A banda alemã foi uma das grandes sensações deste Desertfest, já que raramente sai em turnê ou se apresenta ao vivo. Ao contrário da maioria das bandas, eles tocam em fila, com a bateria no centro. O show começou com algumas músicas de mathrock, mas, ao longo da apresentação, a banda mergulhou em melodias frenéticas, riffs progressivos, breakdowns, doom e até jazz, criando um crossover pesado que se desenvolveu em um ciclo, diminuindo o ritmo das faixas para depois retomá-las com força. O público estava totalmente envolvido e entrou em um transe que atingiu seu clímax na faixa final, uma música de 15 minutos que se desenvolveu sobre um ritmo de baixo e um riff semelhantes a um mantra, cuja intensidade não parava de crescer e terminou abruptamente, seguida pelos gritos de alegria e aplausos prolongados da plateia.

MOTHER’S CAKE

O show do Mother’s Cake levou a psicodelia ao seu nível máximo, com uma mistura de funk, krautrock e sons progressivos. Essa incrível fusão de estilos encantou o público, que se entregou de corpo e alma, refletindo a energia e o empenho da banda, cantando, dançando e gritando junto com os dois vocalistas. Os austríacos conseguiram até convencer o público a formar um wall of death, que se desenvolveu de maneira bastante amigável e respeitosa. Eles tocaram principalmente faixas de seu último álbum, Ultrabliss, mas pequenas joias de sua discografia, que se estende por mais de uma década, também entraram no setlist. Na última música, o saxofonista Betel Kangaroo Nut, atualmente em turnê com o Dope Purple (outra banda incrível que infelizmente não consegui ver, pois eles tocaram às 15h), juntou-se aos austríacos, levando a multidão à loucura e adicionando um toque ainda mais psicodélico a um show que já era excepcional.

 

YOB

YOB foi um dos shows mais esperados desta edição do Desert Fest, a única apresentação na Europa, além de sua participação no festival belga Obsidian Dust. Em meio aos gritos de uma plateia lotada, o trio de Oregon, EUA, subiu ao palco com uma energia incrível. O YOB toca uma mistura única de doom com partes melódicas e uma grande carga emocional, tanto nos momentos mais pesados quanto nos mais suaves.
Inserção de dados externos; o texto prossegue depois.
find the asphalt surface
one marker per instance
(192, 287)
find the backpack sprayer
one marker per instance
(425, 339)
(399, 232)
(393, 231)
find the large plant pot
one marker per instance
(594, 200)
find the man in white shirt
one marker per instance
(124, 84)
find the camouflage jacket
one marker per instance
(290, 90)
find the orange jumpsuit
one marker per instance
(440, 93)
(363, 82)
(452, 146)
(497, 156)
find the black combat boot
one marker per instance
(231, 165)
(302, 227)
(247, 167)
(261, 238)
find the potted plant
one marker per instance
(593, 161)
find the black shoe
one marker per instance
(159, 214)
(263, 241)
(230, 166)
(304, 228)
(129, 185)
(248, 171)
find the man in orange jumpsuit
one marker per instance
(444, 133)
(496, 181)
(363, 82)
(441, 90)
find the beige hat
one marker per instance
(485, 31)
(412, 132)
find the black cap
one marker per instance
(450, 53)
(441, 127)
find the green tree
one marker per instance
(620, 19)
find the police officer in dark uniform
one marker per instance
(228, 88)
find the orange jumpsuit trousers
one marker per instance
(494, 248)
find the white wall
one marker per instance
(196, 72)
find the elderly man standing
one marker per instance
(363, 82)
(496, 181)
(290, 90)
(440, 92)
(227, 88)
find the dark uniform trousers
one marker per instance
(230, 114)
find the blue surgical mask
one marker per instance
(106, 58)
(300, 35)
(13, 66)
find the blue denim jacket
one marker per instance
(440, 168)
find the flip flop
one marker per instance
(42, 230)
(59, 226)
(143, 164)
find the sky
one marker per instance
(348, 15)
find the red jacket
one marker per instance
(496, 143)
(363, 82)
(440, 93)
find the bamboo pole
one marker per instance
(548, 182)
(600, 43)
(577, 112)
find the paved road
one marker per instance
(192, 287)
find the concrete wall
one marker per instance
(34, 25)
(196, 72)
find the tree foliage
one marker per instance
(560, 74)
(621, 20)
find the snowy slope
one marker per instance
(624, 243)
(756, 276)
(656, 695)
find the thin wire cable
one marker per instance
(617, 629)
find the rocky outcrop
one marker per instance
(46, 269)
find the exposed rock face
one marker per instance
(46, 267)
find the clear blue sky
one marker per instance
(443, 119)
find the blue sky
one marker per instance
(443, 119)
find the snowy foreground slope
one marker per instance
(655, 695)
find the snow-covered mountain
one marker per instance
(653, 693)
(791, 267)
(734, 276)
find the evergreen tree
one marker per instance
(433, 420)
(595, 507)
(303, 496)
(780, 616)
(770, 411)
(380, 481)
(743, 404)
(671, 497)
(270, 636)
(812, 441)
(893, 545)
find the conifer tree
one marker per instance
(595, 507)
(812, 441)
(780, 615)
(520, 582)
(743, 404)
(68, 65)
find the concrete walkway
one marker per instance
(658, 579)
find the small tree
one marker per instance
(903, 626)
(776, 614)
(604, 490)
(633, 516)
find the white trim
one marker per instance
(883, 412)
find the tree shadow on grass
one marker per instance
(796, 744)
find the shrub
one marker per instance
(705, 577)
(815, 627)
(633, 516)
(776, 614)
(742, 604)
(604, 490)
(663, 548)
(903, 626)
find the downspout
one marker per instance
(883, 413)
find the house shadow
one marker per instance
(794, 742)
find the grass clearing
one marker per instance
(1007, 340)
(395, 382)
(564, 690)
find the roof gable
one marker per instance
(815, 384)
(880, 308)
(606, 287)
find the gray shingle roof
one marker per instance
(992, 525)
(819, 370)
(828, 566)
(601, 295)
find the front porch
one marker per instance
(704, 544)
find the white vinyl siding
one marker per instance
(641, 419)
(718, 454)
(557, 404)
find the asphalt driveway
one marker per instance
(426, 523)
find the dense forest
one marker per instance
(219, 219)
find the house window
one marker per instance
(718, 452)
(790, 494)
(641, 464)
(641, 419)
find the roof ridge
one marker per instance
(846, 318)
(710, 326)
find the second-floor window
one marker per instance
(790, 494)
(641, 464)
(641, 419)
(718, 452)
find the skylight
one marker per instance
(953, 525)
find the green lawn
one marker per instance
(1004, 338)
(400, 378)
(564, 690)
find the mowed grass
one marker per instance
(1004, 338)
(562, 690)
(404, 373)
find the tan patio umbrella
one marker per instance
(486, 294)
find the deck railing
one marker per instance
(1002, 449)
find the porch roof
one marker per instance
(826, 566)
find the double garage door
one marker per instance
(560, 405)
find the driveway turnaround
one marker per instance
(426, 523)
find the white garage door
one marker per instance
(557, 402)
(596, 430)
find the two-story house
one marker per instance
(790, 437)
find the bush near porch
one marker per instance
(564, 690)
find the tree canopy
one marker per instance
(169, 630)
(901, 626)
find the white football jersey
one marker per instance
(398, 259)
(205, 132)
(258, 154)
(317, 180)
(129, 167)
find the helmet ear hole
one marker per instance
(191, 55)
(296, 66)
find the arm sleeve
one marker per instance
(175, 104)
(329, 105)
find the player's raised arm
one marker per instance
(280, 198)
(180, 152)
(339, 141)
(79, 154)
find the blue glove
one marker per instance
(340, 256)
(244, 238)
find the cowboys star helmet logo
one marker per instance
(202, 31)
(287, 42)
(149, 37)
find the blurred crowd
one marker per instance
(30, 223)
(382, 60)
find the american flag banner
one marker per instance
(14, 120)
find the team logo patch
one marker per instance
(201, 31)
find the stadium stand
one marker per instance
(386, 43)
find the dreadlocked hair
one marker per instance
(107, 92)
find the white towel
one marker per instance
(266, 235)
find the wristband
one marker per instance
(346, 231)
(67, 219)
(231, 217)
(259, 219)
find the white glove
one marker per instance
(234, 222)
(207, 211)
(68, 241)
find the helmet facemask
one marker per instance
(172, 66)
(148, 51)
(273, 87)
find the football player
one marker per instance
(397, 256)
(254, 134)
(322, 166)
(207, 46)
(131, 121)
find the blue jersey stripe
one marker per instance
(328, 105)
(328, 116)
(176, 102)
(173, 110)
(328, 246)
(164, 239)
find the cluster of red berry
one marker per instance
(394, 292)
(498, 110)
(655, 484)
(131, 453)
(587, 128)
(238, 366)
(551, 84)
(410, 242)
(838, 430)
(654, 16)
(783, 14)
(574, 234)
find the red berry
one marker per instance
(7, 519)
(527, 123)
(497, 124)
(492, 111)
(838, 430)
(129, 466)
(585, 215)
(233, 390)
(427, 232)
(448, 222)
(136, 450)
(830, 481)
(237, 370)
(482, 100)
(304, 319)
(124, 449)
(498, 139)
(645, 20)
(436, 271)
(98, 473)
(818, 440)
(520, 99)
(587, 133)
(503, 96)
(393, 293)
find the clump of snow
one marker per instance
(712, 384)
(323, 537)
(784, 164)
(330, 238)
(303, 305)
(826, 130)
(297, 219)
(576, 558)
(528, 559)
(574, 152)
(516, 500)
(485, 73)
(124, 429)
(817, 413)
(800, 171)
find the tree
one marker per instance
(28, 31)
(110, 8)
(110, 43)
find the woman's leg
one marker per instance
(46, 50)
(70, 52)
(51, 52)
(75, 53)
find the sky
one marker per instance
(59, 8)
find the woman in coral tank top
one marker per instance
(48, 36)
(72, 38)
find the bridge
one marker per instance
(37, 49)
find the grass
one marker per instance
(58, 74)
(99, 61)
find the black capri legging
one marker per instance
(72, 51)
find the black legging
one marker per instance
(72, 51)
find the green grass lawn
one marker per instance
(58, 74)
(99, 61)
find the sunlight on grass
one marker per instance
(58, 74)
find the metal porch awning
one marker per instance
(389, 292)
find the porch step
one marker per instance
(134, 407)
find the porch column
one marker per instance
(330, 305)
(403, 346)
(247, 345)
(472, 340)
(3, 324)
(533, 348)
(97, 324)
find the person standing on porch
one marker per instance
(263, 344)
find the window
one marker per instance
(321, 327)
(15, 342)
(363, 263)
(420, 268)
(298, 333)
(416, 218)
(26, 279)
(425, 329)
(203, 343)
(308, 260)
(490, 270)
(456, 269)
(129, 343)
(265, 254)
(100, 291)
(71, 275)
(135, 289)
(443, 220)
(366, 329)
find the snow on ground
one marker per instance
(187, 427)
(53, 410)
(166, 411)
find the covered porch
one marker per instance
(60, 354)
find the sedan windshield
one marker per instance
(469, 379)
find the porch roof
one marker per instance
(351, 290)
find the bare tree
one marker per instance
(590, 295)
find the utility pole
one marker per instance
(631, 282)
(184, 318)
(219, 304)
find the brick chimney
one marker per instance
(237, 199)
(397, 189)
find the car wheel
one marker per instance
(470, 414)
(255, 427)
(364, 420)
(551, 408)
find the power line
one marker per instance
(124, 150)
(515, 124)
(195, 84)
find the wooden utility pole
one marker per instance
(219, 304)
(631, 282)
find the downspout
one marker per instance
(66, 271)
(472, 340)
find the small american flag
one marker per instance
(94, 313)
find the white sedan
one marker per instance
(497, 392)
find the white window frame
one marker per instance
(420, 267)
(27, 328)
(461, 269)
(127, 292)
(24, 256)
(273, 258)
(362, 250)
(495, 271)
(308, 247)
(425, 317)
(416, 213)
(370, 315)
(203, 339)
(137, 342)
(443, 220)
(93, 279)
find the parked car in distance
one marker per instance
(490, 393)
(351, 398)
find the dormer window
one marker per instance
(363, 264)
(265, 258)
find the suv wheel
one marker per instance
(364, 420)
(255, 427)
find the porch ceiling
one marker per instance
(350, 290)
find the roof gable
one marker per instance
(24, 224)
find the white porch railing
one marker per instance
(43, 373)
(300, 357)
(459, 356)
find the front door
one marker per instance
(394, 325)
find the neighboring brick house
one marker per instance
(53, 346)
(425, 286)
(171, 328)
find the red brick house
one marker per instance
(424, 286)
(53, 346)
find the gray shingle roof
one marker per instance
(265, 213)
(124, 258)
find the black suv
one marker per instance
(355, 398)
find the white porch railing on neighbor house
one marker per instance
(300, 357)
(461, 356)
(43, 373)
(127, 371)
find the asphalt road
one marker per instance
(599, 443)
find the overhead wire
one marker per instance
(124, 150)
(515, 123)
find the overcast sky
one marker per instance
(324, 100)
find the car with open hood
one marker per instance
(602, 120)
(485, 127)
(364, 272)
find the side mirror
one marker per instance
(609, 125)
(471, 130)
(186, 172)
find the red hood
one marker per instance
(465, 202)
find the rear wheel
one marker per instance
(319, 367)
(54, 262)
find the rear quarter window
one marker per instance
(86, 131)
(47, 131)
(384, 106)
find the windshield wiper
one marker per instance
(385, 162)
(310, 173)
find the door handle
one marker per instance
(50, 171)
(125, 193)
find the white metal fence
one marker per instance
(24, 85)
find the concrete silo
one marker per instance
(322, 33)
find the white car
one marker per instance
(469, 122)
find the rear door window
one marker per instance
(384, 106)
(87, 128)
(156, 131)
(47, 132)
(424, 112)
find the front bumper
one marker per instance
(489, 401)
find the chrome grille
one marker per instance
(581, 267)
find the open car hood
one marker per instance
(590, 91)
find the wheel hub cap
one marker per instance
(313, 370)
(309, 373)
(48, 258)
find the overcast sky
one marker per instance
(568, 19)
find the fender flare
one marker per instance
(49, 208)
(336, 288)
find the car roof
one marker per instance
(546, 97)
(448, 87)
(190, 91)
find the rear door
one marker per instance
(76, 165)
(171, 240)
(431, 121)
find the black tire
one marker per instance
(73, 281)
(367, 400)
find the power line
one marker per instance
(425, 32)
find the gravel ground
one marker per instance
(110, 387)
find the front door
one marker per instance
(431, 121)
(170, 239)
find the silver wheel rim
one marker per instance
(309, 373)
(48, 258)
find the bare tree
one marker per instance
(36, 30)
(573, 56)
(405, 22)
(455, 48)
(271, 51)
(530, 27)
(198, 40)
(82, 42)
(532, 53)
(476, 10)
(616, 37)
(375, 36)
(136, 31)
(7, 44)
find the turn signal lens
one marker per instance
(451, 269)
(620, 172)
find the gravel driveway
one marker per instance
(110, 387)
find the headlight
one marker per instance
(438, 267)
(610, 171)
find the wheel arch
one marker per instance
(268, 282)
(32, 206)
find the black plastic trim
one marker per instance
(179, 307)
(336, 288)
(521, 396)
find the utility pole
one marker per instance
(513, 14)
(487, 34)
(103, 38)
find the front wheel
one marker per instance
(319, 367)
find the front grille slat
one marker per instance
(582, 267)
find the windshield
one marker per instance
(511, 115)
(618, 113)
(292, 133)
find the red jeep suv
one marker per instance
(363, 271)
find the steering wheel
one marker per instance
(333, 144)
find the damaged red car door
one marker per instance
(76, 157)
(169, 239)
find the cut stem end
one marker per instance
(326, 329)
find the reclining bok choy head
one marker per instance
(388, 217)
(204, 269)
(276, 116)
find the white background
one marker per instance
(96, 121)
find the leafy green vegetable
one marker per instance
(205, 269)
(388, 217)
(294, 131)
O vocalista e guitarrista, com seus gritos, riffs e movimentos, parecia querer invocar forças sobrenaturais que guiariam a banda e o público durante o show; o baixista, marcando o ritmo pulsante da descarga sonora diante de um ventilador, com seus cabelos esvoaçantes como os de Medusa, transformado em uma criatura de outro mundo, e o baterista, com seu estilo primitivo e profundo, conseguiram criar uma atmosfera que nos transportou para outra dimensão. Balançando a cabeça, com os braços no ar e grunhindo do fundo da alma, o YOB exorcizou a si mesmo e ao público em um show que durou mais de uma hora de puro êxtase doom.

RED FANG

O Red Fang foi a outra grande atração da noite de sexta-feira. Assim como o YOB, a banda não está em turnê pela Europa; eles viajaram exclusivamente para o Desertfest Berlin e o Obsidian Dust. A banda é uma das mais queridas da cena, graças à sua atitude descontraída e à sua excelência musical, uma mistura de stoner, doom, heavy metal e hard rock. O Red Fang apresentou várias faixas de sua discografia. Eles soaram muito bem, oferecendo uma mistura de riffs pesados e distorcidos, combinados com sua característica energia festiva. A presença de palco da banda foi imensa, enérgica e dramática no melhor sentido possível. Os fãs nas primeiras filas refletiam essa mesma energia enquanto o quarteto tocava as faixas mais queridas: “Crows in Swine”, “Dirt Wizard”, “Arrows” e “Prehistoric Dog”, entre outras.